The system, called Hybrid Generative Neural Graphics (HGNG), injects highly-limited output from a conventional, CGI-based driving simulator into a GAN pipeline, where the NVIDIA SPADE framework takes over the work of environment generation.
The advantage, according to the authors, is that driving environments will become potentially more diverse, creating a more immersive experience. As it stands, even converting CGI output to photoreal neural rendering output cannot solve the problem of repetition, as the original footage entering the neural pipeline is constrained by the limits of the model environments, and their tendency to repeat textures and meshes.
The paper states*:
‘The fidelity of a conventional driving simulator depends on the quality of its computer graphics pipeline, which consists of 3D models, textures, and a rendering engine. High-quality 3D models and textures require artisanship, whereas the rendering engine must run complicated physics calculations for the realistic representation of lighting and shading.'
The new paper is titled Photorealism in Driving Simulations: Blending Generative Adversarial Image Synthesis with Rendering, and comes from researchers at the Department of Electrical and Computer Engineering at Ohio State University, and Chongqing Changan Automobile Co Ltd in Chongqing, China.

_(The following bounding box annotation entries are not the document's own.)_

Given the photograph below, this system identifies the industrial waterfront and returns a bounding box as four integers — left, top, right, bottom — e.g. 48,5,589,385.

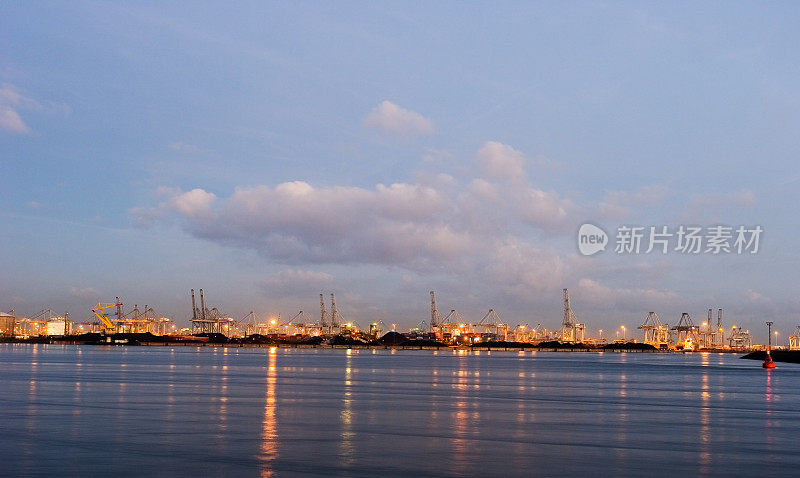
0,289,800,352
0,344,800,476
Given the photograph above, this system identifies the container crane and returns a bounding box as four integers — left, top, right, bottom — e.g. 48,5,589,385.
92,301,122,334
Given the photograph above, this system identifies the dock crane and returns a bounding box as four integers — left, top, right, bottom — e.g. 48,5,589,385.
92,300,122,334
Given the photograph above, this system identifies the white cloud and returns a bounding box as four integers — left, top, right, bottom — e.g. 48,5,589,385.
0,83,41,134
745,289,772,304
364,100,435,136
69,287,100,300
476,141,525,180
598,185,669,219
262,269,333,296
0,106,31,134
576,278,680,311
171,189,217,219
167,141,202,153
682,189,756,223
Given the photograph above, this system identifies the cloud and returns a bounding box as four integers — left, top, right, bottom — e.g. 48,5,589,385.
364,100,435,136
477,141,525,180
167,141,202,153
576,278,680,311
262,269,333,296
682,189,757,223
598,185,669,219
0,83,41,134
745,289,772,304
0,106,31,134
69,287,100,300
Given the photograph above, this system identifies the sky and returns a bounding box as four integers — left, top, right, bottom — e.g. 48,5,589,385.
0,1,800,342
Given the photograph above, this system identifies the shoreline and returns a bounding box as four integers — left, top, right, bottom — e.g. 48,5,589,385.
0,338,750,354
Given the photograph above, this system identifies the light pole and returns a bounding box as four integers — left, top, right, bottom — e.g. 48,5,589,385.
767,322,773,350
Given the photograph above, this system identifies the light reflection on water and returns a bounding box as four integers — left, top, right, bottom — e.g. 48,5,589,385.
0,345,800,476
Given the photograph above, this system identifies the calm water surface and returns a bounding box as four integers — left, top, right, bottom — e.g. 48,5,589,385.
0,344,800,476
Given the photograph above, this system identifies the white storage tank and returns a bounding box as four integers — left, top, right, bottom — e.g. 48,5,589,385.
0,312,16,337
47,317,69,335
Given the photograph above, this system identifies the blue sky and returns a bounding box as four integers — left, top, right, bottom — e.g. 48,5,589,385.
0,2,800,337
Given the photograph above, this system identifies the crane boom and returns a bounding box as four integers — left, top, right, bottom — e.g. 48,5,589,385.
92,302,122,333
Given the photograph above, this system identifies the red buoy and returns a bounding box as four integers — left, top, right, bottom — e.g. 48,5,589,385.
761,350,775,368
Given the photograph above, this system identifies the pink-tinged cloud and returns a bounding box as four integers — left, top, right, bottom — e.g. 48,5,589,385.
364,100,435,136
476,141,526,180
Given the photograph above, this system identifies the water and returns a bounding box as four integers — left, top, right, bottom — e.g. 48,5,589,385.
0,344,800,476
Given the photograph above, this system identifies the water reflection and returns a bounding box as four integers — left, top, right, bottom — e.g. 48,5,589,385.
339,349,354,466
764,369,779,452
699,366,711,475
258,347,278,478
451,350,470,475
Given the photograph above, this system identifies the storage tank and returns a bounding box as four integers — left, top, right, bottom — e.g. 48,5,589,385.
0,312,16,337
47,317,69,335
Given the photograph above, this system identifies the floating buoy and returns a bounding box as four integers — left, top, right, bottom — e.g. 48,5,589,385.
761,350,775,368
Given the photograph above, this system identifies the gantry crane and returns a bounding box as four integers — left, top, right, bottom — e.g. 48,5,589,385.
92,301,122,334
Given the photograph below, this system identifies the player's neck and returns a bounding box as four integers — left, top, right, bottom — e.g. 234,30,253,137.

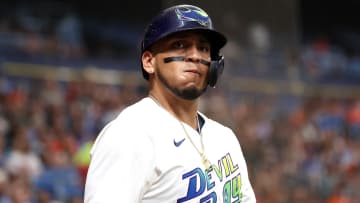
149,91,199,129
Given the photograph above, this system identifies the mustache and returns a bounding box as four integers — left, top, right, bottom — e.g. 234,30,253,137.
164,56,211,66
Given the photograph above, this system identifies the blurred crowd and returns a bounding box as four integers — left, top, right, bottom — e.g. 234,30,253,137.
0,1,360,203
0,72,360,203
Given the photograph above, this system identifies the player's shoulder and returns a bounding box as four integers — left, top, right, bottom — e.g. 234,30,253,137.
198,112,232,131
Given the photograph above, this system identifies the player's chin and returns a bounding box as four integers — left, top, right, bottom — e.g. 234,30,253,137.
181,86,206,100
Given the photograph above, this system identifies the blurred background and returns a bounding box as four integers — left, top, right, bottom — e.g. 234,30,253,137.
0,0,360,203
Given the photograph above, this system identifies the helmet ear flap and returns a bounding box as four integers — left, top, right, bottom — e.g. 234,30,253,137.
208,56,224,87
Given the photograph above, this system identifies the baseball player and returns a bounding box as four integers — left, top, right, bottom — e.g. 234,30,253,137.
85,5,256,203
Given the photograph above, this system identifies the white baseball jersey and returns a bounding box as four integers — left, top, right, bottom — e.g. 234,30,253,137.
85,98,256,203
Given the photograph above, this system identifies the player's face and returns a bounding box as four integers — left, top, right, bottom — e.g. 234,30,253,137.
150,32,210,100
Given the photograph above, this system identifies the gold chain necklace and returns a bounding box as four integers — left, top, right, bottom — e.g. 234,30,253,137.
149,94,211,169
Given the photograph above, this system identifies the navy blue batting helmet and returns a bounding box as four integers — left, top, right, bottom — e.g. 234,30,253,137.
141,5,227,82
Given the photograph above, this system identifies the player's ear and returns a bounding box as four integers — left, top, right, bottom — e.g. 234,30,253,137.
141,51,155,74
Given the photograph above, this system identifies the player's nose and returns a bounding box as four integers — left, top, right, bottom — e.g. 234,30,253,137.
185,44,202,63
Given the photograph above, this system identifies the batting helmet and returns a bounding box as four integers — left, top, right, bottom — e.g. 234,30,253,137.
141,5,227,87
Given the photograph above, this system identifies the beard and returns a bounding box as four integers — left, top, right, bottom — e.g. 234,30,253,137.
156,69,207,100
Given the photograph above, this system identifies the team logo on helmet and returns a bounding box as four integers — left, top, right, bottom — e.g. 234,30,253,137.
175,7,209,26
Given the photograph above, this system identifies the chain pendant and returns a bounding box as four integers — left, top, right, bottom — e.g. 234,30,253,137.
201,153,210,169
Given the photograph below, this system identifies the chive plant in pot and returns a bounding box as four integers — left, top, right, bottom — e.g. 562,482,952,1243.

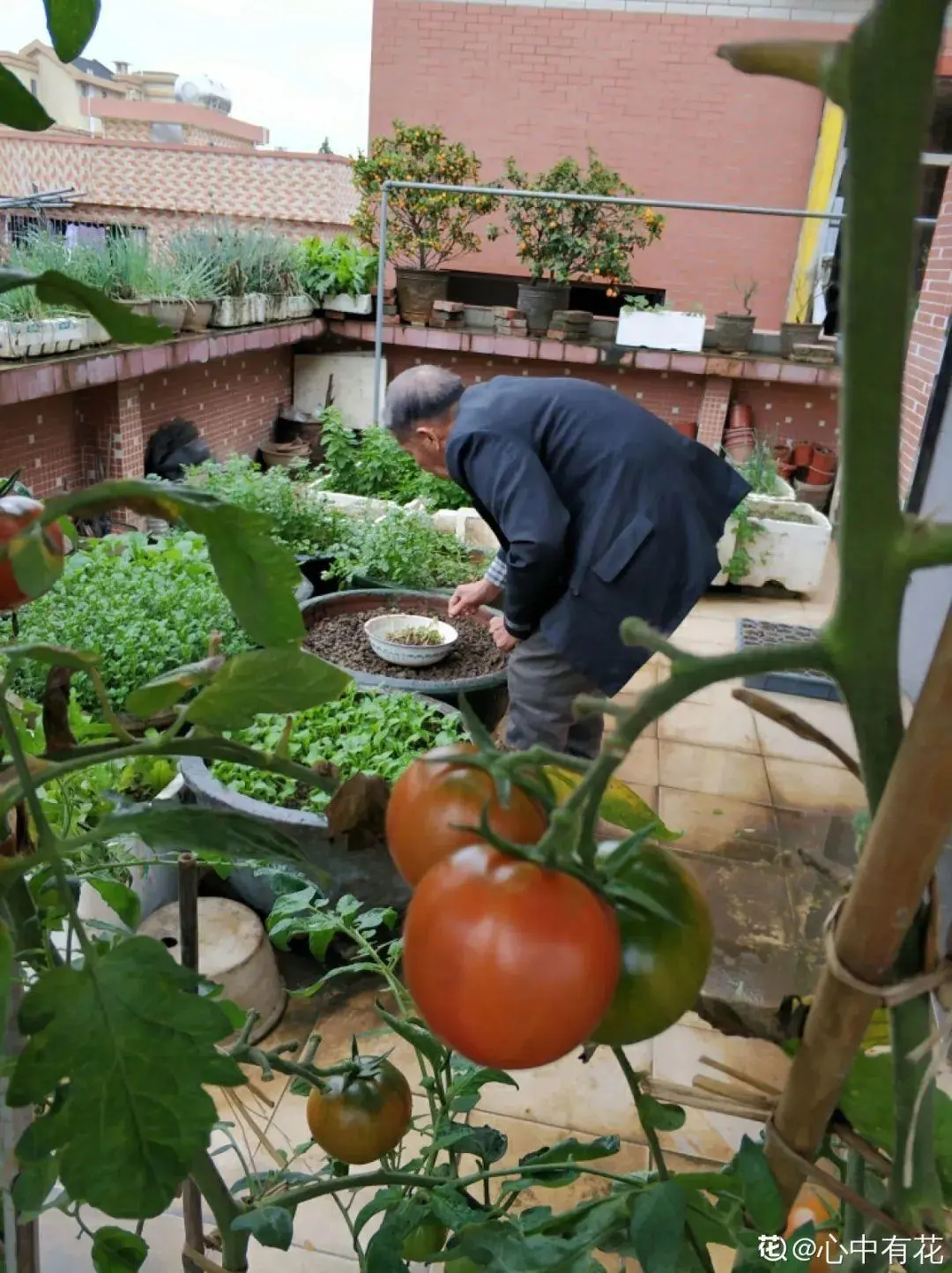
298,234,376,315
494,150,665,335
353,120,498,326
714,279,760,354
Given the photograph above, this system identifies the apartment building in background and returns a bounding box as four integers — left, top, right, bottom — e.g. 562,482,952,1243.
0,41,355,239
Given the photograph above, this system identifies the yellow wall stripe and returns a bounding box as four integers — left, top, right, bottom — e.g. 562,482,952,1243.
786,102,846,322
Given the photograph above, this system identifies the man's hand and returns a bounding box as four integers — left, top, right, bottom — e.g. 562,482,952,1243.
447,579,502,619
488,614,519,654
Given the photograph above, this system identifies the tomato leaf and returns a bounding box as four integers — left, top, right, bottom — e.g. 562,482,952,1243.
91,1225,149,1273
637,1092,686,1132
126,654,224,720
0,642,100,672
88,878,141,931
447,1057,519,1114
0,66,56,130
8,937,244,1219
731,1135,786,1233
502,1135,621,1190
376,1003,447,1067
631,1180,688,1273
95,802,307,863
232,1207,294,1251
544,765,681,840
186,647,352,729
11,1158,58,1219
43,0,100,63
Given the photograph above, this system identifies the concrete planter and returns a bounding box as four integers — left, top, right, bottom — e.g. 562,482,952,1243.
614,309,703,354
714,496,832,596
321,292,373,315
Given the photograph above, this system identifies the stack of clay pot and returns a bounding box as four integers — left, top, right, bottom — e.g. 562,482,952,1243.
725,402,754,464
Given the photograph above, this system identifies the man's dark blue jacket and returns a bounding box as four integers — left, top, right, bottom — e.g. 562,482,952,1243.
447,376,749,694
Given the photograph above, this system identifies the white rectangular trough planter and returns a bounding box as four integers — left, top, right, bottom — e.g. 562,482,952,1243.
616,309,703,354
321,292,373,315
714,495,832,596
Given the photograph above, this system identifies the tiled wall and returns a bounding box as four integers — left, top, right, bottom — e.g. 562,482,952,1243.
0,131,356,232
0,347,293,496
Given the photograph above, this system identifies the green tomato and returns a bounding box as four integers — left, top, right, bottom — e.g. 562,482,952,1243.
402,1224,447,1264
591,844,714,1046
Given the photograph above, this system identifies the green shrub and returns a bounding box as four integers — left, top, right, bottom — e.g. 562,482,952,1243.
212,685,465,814
329,510,485,591
321,407,470,508
11,533,252,716
186,456,349,556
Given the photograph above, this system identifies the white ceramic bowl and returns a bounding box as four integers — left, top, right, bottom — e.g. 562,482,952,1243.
364,614,459,667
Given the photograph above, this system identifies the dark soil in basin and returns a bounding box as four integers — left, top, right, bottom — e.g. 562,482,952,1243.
304,601,505,681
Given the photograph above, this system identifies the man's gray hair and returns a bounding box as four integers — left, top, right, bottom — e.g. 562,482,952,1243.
383,367,465,439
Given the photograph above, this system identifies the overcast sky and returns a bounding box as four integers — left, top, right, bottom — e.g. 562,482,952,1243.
0,0,372,154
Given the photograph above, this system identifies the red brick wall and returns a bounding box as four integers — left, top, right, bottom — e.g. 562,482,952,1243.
370,0,845,327
0,347,293,496
138,349,294,459
900,169,952,498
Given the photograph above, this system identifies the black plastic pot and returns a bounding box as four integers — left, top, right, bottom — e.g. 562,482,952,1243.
301,588,509,729
178,682,456,914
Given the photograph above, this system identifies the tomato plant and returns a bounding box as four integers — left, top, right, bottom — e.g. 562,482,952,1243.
387,743,546,886
307,1057,413,1166
591,844,714,1046
404,844,621,1069
0,495,66,613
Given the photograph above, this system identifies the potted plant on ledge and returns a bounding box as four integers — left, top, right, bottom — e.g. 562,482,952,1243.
494,150,665,335
353,120,496,324
714,279,760,354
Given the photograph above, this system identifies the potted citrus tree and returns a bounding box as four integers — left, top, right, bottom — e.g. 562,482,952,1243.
353,120,496,324
505,150,665,332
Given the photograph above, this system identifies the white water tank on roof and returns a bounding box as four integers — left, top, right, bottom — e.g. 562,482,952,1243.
175,75,232,115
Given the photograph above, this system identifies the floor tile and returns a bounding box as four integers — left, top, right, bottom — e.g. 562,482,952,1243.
658,786,779,852
614,737,658,786
658,740,773,805
765,756,866,809
658,697,760,755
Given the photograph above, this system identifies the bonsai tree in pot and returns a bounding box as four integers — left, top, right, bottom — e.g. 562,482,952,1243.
714,279,760,354
494,150,665,332
353,120,498,324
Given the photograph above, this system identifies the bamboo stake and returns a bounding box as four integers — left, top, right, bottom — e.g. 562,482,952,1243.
766,613,952,1203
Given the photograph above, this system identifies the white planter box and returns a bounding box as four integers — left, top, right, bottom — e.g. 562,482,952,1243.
714,495,832,596
614,309,703,354
321,292,373,315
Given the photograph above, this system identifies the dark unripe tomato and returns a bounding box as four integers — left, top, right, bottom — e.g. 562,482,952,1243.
591,844,714,1046
387,743,546,887
404,844,621,1069
401,1222,448,1264
0,495,66,613
307,1057,413,1167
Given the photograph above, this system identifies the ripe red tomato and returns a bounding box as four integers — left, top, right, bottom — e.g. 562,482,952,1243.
784,1185,841,1273
0,495,66,613
591,844,714,1046
387,743,546,887
307,1057,413,1166
404,844,621,1069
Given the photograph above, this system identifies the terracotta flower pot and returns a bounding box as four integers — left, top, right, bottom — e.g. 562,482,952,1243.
809,447,837,481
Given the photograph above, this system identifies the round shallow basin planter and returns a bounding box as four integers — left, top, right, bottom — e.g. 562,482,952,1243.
178,687,456,914
301,588,509,731
396,266,450,327
516,281,571,336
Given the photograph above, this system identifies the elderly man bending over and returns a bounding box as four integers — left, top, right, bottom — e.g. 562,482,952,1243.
384,367,749,757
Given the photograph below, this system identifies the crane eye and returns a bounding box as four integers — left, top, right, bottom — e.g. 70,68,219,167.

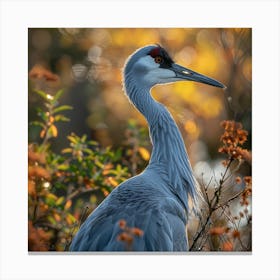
154,55,163,64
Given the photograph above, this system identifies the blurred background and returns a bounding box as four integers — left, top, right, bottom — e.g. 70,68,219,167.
28,28,252,252
28,28,252,175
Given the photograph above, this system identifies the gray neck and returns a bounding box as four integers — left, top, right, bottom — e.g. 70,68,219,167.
126,76,197,210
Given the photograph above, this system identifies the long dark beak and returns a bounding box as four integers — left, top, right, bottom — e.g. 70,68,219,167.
170,63,226,88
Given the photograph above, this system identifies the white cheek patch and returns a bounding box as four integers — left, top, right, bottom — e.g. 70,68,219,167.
135,55,160,70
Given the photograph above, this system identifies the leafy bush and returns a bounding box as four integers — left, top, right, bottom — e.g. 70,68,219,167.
28,90,252,251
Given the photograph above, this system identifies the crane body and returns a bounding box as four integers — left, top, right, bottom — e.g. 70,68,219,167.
70,45,224,251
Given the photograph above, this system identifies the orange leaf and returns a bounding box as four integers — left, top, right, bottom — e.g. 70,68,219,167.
222,241,233,251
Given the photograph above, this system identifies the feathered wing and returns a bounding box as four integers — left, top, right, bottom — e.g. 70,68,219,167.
70,174,188,251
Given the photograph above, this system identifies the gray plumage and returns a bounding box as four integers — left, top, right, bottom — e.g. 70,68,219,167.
70,45,224,251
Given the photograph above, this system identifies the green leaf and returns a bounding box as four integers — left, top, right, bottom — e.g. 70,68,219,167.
53,89,64,103
30,121,45,128
53,105,73,114
61,148,73,154
54,115,70,122
34,90,49,101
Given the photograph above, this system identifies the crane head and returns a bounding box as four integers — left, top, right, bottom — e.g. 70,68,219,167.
124,45,226,88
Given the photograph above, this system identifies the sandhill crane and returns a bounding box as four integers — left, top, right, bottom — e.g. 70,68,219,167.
70,45,225,251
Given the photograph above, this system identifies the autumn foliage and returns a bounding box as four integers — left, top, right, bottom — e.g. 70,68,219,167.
27,28,252,251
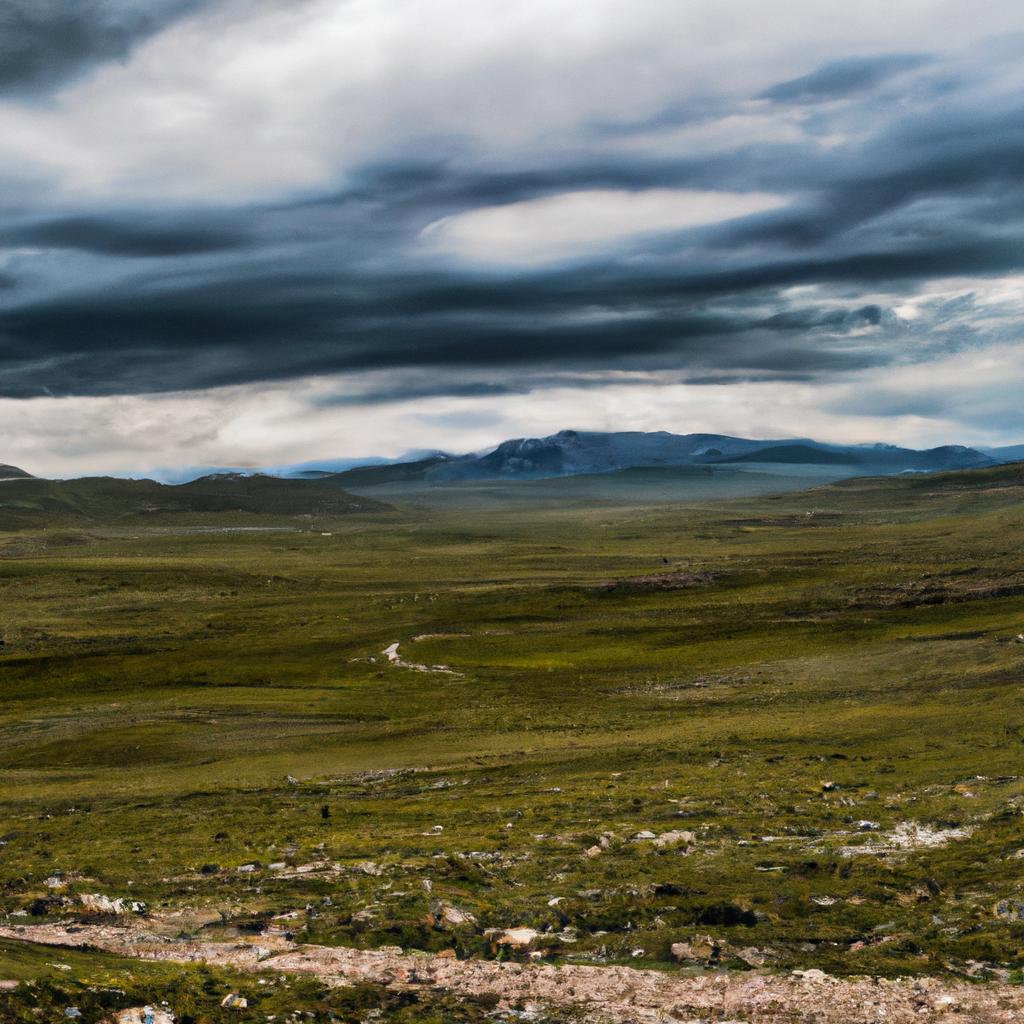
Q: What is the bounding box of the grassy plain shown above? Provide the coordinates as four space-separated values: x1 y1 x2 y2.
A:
0 465 1024 1020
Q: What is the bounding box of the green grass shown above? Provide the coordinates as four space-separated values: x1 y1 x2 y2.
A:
0 467 1024 999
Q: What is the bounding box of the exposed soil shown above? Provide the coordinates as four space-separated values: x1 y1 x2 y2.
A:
0 925 1024 1024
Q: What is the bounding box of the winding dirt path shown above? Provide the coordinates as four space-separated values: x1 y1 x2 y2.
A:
0 925 1024 1024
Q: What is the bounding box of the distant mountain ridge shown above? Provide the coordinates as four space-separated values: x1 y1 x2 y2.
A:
0 473 388 529
6 430 1024 490
313 430 1005 487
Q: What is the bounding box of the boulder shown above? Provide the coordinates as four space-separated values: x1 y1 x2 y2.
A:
495 928 540 949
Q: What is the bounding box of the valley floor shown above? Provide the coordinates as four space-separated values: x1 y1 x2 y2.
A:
0 466 1024 1024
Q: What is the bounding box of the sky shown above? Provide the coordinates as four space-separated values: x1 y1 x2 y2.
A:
0 0 1024 476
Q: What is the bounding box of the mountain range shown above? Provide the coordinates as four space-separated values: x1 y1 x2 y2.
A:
0 430 1024 508
304 430 1013 488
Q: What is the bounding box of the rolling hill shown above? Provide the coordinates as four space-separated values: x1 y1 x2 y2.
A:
0 474 386 529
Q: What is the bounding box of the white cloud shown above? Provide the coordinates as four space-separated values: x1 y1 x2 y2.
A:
0 0 1022 202
0 343 1024 476
421 188 786 263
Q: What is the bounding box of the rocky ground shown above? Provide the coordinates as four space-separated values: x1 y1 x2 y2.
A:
0 925 1024 1024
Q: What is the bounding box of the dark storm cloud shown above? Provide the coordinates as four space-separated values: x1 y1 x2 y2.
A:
0 33 1024 403
0 215 248 256
761 53 930 103
0 0 204 93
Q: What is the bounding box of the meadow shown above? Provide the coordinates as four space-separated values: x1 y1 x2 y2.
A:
0 465 1024 1020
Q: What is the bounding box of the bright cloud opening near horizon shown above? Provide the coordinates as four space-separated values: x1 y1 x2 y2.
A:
420 188 788 263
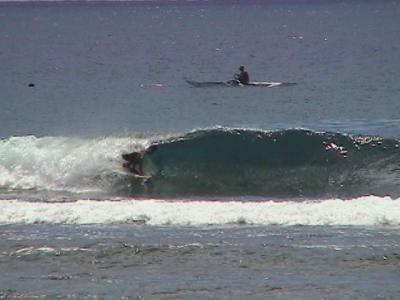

HGNG transforms the semantic layout of an input CGI-generated scene by mixing partially rendered foreground material with GAN-generated environments. Though the researchers experimented with various datasets on which to train the models, the most effective proved to be the KITTI Vision Benchmark Suite, which predominantly features captures of driver-POV material from the German town of Karlsruhe.
The researchers experimented with both Conditional GAN (cGAN) and CYcleGAN (CyGAN) as generative networks, finding ultimately that each has strengths and weaknesses: cGAN requires paired datasets, and CyGAN does not. However, CyGAN cannot currently outperform the state-of-the-art in conventional simulators, pending further improvements in domain adaptation and cycle consistency. Therefore cGAN, with its additional paired data requirements, obtains the best results at the moment.
In the HGNG neural graphics pipeline, 2D representations are formed from CGI-synthesized scenes. The objects that are passed through to the GAN flow from the CGI rendering are limited to ‘essential' elements, including road markings and vehicles, which a GAN itself cannot currently render at adequate temporal consistency and integrity for a driving simulator. The cGAN-synthesized image is then blended with the partial physics-based render.
To test the system, the researchers used SPADE, trained on Cityscapes, to convert the semantic layout of the scene into photorealistic output. The CGI source came from open source driving simulator CARLA, which leverages the Unreal Engine 4 (UE4).
The shading and lighting engine of UE4 provided the semantic layout and the partially rendered images, with only vehicles and lane markings output. Blending was achieved with a GP-GAN instance trained on the Transient Attributes Database, and all experiments runs on a NVIDIA RTX 2080 with 8 GB of GDDR6 VRAM.
The researchers tested for semantic retention – the ability of the output image to correspond to the initial semantic segmentation mask intended as the template for the scene.
In the test images above, we see that in the ‘render only' image (bottom left), the full render does not obtain plausible shadows. The researchers note that here (yellow circle) shadows of trees that fall onto the sidewalk were mistakenly classified by DeepLabV3 (the semantic segmentation framework used for these experiments) as ‘road' content.
In the middle column-flow, we see that cGAN-created vehicles do not have enough consistent definition to be usable in a driving simulator (red circle). In the right-most column flow, the blended image conforms to the original semantic definition, while retaining essential CGI-based elements.
To evaluate realism, the researchers used Frechet Inception Distance (FID) as a performance metric, since it can operate on paired data or unpaired data.
Three datasets were used as ground truth: Cityscapes, KITTI, and ADE20K.
The output images were compared against each other using FID scores, and against the physics-based (i.e., CGI) pipeline, while semantic retention was also evaluated.
In the results above, which relate to semantic retention, higher scores are better, with the CGAN pyramid-based approach (one of several pipelines tested by the researchers) scoring highest.
The results pictured directly above pertain to FID scores, with HGNG scoring highest through use of the KITTI dataset.
The ‘Only render' method (denoted as ) pertains to the output from CARLA, a CGI flow which is not expected to be photorealistic.
Qualitative results on the conventional rendering engine (‘c' in image directly above) exhibit unrealistic distant background information, such as trees and vegetation, while requiring detailed models and just-in-time mesh loading, as well as other processor-intensive procedures. In the middle (b), we see that cGAN fails to obtain adequate definition for the essential elements, cars and road markings. In the proposed blended output (a), vehicle and road definition is good, whilst the ambient environment is diverse and photorealistic.
The paper concludes by suggesting that the temporal consistency of the GAN-generated section of the rendering pipeline could be increased through the use of larger urban datasets, and that future work in this direction could offer a real alternative to costly neural transformations of CGI-based streams, while providing greater realism and diversity.
* My conversion of the authors' inline citations to hyperlinks.
First published 23rd July 2022.